As a senior developer, I don’t find copilot particularly useful. Maybe it would have been more useful earlier in my career, but at this point writing a prompt to get copilot to regurgitate useful code and massaging the resulting output almost always takes as much or more time as it would for me just to write whatever it is I need to write. If I am able to give copilot a sufficiently specific prompt that it can ‘solve’ my problem for me, I already know how to solve the problem and how to write the code. So all I’m doing is using copilot as a ghost writer instead of writing it myself. And it doesn’t seem to be any faster. The autocomplete features are net helpful because they’re actually what I want often enough to offset the cost of reading the suggestion and deciding if it’s useful. But it’s not a huge difference (vs writing it myself) so that by itself is not sufficiently useful to justify paying the cost myself nor sufficient motivation to go to the effort of convincing my employer to pay for it.
I primarily use it for C++ in Unreal Engine and use it almost exclusively to write log statements. The way to log something is done via a macro like so:
UE_LOG(LogCategory, Warning, TEXT(“My variable: %s”), *SomeStringVar)

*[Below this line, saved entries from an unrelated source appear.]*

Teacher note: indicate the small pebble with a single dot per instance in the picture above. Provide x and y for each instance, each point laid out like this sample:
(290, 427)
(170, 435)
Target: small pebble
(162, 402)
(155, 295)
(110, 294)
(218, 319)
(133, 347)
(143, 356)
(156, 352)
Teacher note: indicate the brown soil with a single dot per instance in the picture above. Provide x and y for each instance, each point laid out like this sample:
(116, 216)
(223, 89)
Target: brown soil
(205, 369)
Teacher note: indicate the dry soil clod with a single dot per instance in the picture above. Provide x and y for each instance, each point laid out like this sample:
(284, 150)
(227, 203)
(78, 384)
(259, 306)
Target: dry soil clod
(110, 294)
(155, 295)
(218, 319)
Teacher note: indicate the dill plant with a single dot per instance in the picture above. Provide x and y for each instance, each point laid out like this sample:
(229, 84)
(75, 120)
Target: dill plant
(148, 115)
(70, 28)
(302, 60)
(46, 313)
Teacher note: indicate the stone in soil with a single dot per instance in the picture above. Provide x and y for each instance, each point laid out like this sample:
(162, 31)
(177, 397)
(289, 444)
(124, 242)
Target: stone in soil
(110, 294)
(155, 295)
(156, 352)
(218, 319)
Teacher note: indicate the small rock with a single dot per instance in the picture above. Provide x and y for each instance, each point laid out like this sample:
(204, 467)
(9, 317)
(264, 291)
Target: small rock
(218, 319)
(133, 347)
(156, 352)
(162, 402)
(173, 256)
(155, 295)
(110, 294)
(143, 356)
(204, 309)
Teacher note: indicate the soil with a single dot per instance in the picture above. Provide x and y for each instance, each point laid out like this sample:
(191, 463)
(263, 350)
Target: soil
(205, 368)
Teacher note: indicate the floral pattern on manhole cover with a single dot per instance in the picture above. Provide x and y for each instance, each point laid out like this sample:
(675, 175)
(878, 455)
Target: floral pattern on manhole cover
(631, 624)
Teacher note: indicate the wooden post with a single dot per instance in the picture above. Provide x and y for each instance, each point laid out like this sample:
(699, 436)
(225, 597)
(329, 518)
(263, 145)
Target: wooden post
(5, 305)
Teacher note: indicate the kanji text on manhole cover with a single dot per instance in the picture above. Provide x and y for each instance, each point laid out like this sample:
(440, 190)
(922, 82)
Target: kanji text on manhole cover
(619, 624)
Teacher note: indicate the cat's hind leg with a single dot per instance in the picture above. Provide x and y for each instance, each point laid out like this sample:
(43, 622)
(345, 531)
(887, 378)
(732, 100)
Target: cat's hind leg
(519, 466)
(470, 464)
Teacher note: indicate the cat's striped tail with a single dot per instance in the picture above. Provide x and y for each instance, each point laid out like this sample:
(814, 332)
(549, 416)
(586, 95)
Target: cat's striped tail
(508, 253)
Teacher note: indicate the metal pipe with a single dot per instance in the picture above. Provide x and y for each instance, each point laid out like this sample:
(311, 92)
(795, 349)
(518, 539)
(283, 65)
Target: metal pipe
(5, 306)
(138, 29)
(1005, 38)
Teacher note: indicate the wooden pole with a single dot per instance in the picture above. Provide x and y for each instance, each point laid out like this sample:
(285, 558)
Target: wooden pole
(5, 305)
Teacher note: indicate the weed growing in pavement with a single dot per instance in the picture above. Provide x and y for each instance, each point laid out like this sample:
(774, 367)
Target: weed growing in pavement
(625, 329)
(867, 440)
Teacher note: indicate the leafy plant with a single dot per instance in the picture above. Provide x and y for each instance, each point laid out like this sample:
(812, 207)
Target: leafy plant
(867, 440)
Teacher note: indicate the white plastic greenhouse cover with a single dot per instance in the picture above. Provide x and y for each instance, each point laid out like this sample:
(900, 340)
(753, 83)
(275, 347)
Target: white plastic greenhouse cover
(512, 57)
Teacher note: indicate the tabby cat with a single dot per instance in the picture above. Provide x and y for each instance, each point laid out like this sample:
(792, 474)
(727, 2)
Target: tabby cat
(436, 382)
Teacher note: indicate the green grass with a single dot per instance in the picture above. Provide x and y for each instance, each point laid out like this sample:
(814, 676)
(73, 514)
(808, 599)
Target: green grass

Writing that boilerplate soup gets tiresome after a while, so having Copilot autocomplete the log statement for me based on other statements in the same file and the context of the function is godsend.
It does of course happen that the text contents are wrong, but then I have that skeleton to work with. Just erase the text and type the correct contents I want. Saves so much time.
I’d create my own macro or function for that. I have enough ADD that I cannot stand boring shit like that and I will almost immediately write a pile of code to avoid having to do boring crap like that, even with copilot.